Once punches and kicks begin landing with deadly efficiency in Chang’s films, you see what would eventually become Mortal Kombat‘s whole shtick: over-the-top violence. Lethal blows shed fluorescent red blood. People are stabbed, tortured, lit on fire, mutilated, amputated, drowned, assassinated with brain picks, and kicked so hard they literally die. One of the most memorable scenes in The 8 Diagram Pole Fighter comes when Gordon Liu’s Yeung Dak, a monk now at the peak of his vow-breaking wrath, starts palm-striking bundled bamboo shoots from a wooden cart, sending out shards of fiber that impale his victims like he’s firing a Song-dynasty shotgun. Almost without exception, these films end with a mountain of dead bodies. It’s the kind of exploitative fun that would eventually ignite a moral panic over Mortal Kombat‘s fatalities.
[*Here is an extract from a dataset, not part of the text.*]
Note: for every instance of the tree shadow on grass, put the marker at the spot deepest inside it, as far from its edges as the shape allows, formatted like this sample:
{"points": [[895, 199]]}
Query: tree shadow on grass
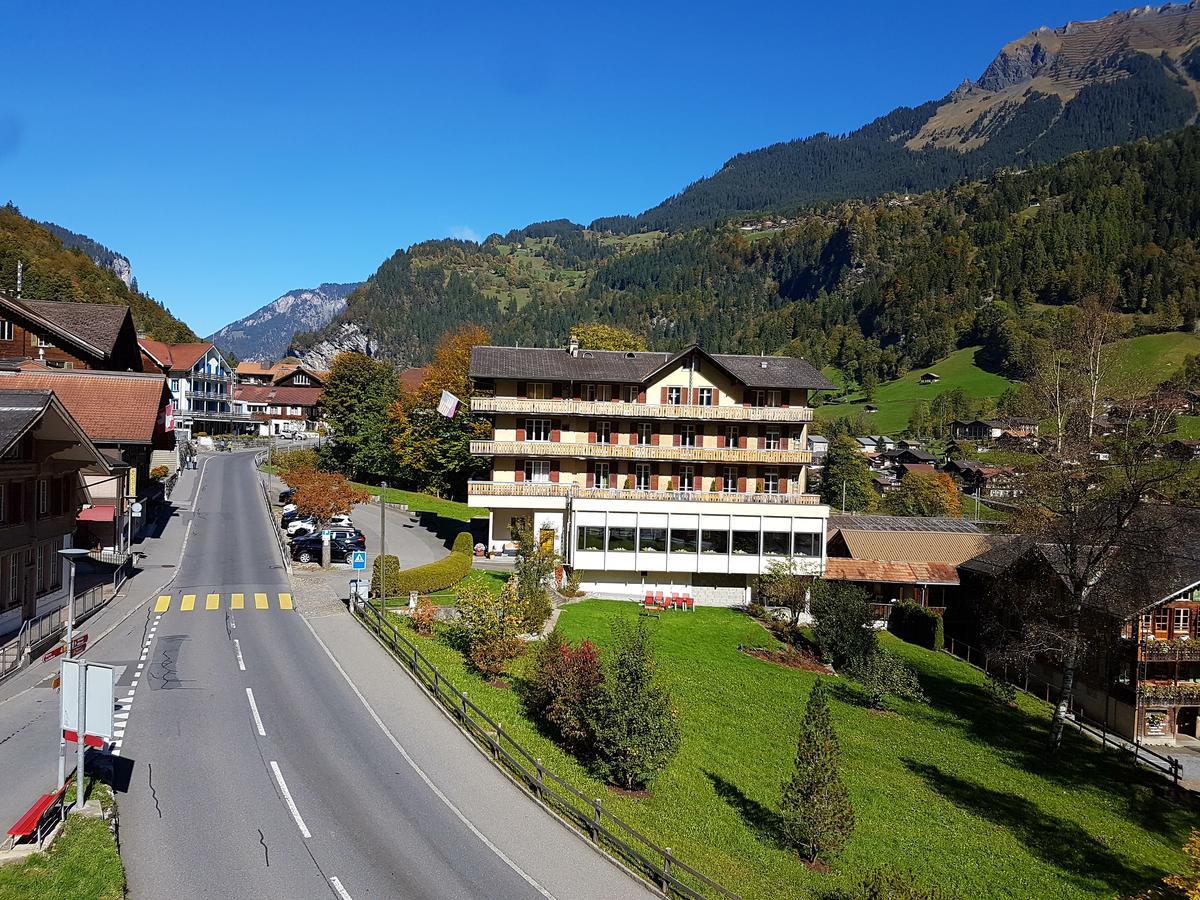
{"points": [[1059, 843], [763, 821]]}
At the same time, Shaw Brothers movies were more than just their rampant violence. At their best, they delivered pulpy tragedies, as do-gooder warriors battle each other to the death, like in Invincible Shaolin‘s climax. Government corruption and underhanded tactics punished those who had faith in the criminal justice system. While good basically always prevails, this frequently came at a great cost, with heroes biting it left and right. And above all, there’s the contrast between unabashed cheesiness—the cheap costumes and phony props—and the utter seriousness of trained professionals performing some of the most impressive feats of graceful violence you’ve ever seen. It’s a tone the best Mortal Kombat stories, like the 2013 reboot, have wholeheartedly mimicked. Mortal Kombat may be accumulating its own long list of screen adaptations, but Shaw Brothers has always been the real thing.